ROCm · ryanswann-amd · Jan 21, 2026 · Jan 21, 2026 · Jan 21, 2026 · Jan 22, 2026
diff --git a/examples/example_hadamard_epilogue.py b/examples/example_hadamard_epilogue.py
@@ -0,0 +1,311 @@
+"""
+Example demonstrating Hadamard rotation epilogue in tritonBLAS.
+
+This example shows how to apply a Hadamard transformation to the entire
+output accumulator tile. This is useful for randomized numerical linear algebra
+and privacy-preserving computations.
+"""
+import torch
+import triton
+import triton.language as tl
+from tritonblas.kernels.persistent_gemm import persistent_matmul
+
+
+# ============================================================================
+# Define Hadamard Rotation Epilogue
+# ============================================================================
+
+@triton.jit
+def build_hadamard(SIZE: tl.constexpr):
+    """
+    Construct Hadamard matrix using H_{i,j} = (-1)^{popcount(i & j)}.
+
+    Args:
+        SIZE: Matrix dimension (must be power of 2, 16 <= SIZE <= 64)
+
+    Returns:
+        SIZE x SIZE normalized Hadamard matrix
+    """
+    tl.static_assert(16 <= SIZE)
+
+    # Create row and column indices
+    i = tl.arange(0, SIZE)
+    j = tl.arange(0, SIZE)
+
+    # Compute bitwise AND for all (i, j) pairs
+    matching_bits = i[:, None] & j[None, :]
+
+    # Count set bits (popcount)
+    bit_sum = tl.zeros_like(matching_bits)
+    temp = matching_bits
+    for _ in tl.static_range(6):  # 6 iterations for up to 64 bits
+        bit_sum += temp & 1
+        temp >>= 1
+
+    # Map: even popcount -> +1, odd popcount -> -1
+    H = 1 - 2 * (bit_sum & 1)
+
+    # Normalize by sqrt(SIZE)
+    H = H / tl.math.sqrt(float(SIZE))
+    return H
+
+
+@triton.jit
+def is_power_of_two(n: tl.constexpr) -> tl.constexpr:
+    """Check if n is a power of 2."""
+    return (n & (n - 1)) == 0 and n > 0
+
+
+@triton.jit
+def hadamard_rotation_square(acc):
+    """
+    Apply Hadamard rotation to the entire square accumulator.
+
+    This works for any square accumulator with power-of-2 dimensions
+    between 16 and 64.
+
+    Args:
+        acc: Accumulator tensor [SIZE, SIZE] where SIZE is power of 2, 16 <= SIZE <= 64
+
+    Returns:
+        Accumulator with Hadamard transformation applied: acc @ H
+    """
+    SIZE:tl.constexpr = acc.shape[0]
+
+    # Static assertions to enforce layout constraints
+    tl.static_assert(acc.shape[0] == acc.shape[1], "Accumulator must be square")

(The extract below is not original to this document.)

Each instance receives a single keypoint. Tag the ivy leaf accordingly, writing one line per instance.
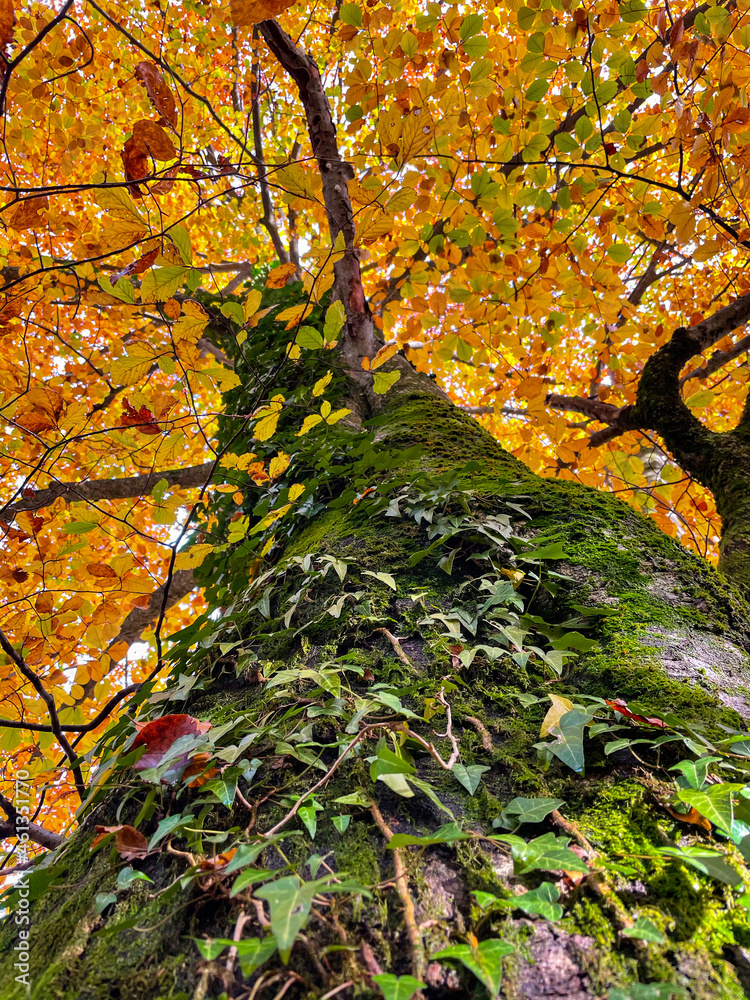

+    tl.static_assert((SIZE  & (SIZE  - 1)) == 0, "Accumulator size must be power of 2")
+    tl.static_assert(SIZE >= 16, "Accumulator size must be >= 16")
+
+    # Build Hadamard matrix and apply
+    H = build_hadamard(SIZE)
+    return tl.dot(acc, H.to(acc.dtype))
+
+
+# ============================================================================
+# Helper Function
+# ============================================================================
+
+def matmul_with_hadamard(A, B, tile_size=256):
+    """
+    Perform matrix multiplication with Hadamard rotation epilogue.
+
+    Args:
+        A: Input matrix A [M, K]
+        B: Input matrix B [K, N] (transposed)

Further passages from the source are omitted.